LOS ANGELES, CA - FEBRUARY 06: U.S. Postal Service employee Arturo Lugo delivers an Express Mail package during his morning route on February 6, 2013 in Los Angeles, California. The U.S. Postal Service plans to end Saturday delivery of first-class mail by August, which could save the service $2 billion annually after losing nearly $16 billion last fiscal year. (Photo by Kevork Djansezian/Getty Images) (Kevork Djansezian / Getty Images)
A key lawmaker is continuing to press for ending Saturday mail delivery after Congress again failed to approve a broader overhaul of U.S. Postal Service operations.
“We must act now if the Postal Service is to endure as an independent, self-funding agency,” Rep. Darrell Issa, R-Calif., said in a letter urging an end to a long-standing congressional requirement for six-day mail service. The requirement is renewed each year as part of a spending bill; the letter asks House Appropriations Committee Chairman Hal Rogers, R-Ky., to drop the provision from a fiscal 2014 spending package likely to be introduced in the next two weeks.
Issa’s office released a copy of the letter, dated Dec. 19, this week; a Rogers spokeswoman declined comment Thursday. Also on Dec. 19, Issa introduced a bill to give the Postal Service the go-ahead for five-day mail delivery while repealing cuts in future cost-of-living adjustments for working-age military retirees that are part of a budget agreement signed last month.
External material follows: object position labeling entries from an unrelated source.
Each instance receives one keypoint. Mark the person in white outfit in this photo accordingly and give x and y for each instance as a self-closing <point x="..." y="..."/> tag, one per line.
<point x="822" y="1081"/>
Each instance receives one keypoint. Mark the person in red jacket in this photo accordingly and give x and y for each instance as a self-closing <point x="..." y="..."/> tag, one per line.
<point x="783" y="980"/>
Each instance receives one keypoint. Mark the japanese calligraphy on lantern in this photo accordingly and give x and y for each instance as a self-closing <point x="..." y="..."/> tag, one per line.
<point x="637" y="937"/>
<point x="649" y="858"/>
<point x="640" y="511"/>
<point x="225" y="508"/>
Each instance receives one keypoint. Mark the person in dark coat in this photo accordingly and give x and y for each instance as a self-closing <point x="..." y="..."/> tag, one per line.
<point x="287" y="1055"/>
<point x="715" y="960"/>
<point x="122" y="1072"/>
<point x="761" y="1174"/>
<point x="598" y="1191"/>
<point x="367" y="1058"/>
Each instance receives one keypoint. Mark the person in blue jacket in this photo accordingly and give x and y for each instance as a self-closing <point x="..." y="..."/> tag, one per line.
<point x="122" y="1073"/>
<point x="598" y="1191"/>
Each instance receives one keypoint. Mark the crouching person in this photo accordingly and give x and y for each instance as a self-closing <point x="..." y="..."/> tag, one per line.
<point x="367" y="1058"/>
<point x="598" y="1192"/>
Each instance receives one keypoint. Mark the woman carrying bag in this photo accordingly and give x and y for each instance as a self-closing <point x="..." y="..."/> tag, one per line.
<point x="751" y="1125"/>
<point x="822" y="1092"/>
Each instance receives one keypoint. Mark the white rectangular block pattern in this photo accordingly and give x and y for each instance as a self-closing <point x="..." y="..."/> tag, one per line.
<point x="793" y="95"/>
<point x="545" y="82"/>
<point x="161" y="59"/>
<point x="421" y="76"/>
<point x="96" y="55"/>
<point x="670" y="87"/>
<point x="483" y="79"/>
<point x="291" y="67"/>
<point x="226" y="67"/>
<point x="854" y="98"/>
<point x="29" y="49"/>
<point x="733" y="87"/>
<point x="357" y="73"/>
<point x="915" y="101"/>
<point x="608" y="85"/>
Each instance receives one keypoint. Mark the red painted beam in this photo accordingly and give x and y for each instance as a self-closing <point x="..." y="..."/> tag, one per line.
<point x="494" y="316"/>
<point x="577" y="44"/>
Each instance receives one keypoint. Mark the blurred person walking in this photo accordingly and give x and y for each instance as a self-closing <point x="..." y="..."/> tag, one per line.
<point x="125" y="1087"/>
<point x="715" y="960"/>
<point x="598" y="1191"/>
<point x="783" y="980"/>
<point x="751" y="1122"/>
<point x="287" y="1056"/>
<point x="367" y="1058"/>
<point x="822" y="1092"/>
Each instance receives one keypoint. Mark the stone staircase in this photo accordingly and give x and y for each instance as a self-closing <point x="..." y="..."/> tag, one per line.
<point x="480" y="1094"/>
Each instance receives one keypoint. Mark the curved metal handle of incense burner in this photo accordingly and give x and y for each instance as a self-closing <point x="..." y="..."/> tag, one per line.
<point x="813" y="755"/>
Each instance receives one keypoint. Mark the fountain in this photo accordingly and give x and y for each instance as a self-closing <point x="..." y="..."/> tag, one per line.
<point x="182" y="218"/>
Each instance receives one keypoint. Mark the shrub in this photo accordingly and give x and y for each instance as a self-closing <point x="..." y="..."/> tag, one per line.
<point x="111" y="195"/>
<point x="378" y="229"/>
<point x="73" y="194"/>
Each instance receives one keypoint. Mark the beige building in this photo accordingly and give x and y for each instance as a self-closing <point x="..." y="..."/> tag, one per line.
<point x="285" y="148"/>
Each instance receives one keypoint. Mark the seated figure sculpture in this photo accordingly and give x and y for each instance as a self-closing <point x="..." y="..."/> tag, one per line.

Ending Saturday mail delivery, but continuing to deliver packages, is a priority for Postal Service leaders, who estimate that the move would save $1.9 billion per year. The Obama administration is on board with the idea. In Congress, Issa, who heads the House Oversight and Government Reform Committee, and Sen. Tom Carper, D-Del., chairman of the comparable Senate panel, have introduced legislation that would allow five-day mail delivery as part of a broader revamp of postal operations.
Even though mail volume has dropped by more than 25 percent since 2006, the number of addresses that the Postal Service must serve has climbed by more than 6.7 million during the same period, Issa said in his letter. “This is an economically unsustainable trend, unless changes in delivery are made,” he added.
But halting six-day mail delivery faces resistance from postal unions, not to mention lawmakers concerned about the impact on constituents. A non-binding House resolution sponsored by Rep. Sam Graves, R-Mo., in favor of maintaining Saturday mail service has 206 co-sponsors, according to congressional records. Last year, the Postal Service had to back off a bid to end Saturday delivery on its own after lawmakers refused to drop the requirement for six-day mail service.
House leaders have yet to bring Issa’s bill up for a vote by the full chamber; Carper has thus far been unable to move his measure out of committee. The odds against comprehensive legislation passing this year are even steeper, observers say, both because of the November congressional elections and because the Postal Service’s financial picture is improving, at least on a relative basis.
The USPS lost $5 billion last year, compared to almost $16 billion in fiscal 2012. The outlook brightened further last month when regulators approved a temporary rate hike expected to bring the Postal Service another $2.8 billion in revenue over the next two years. But while the increase furnishes some financial relief, it is not enough to solve “systemic problems,” Carper said in a statement, adding that he will keep working on a bill “that would provide some much needed reforms to the Postal Service.”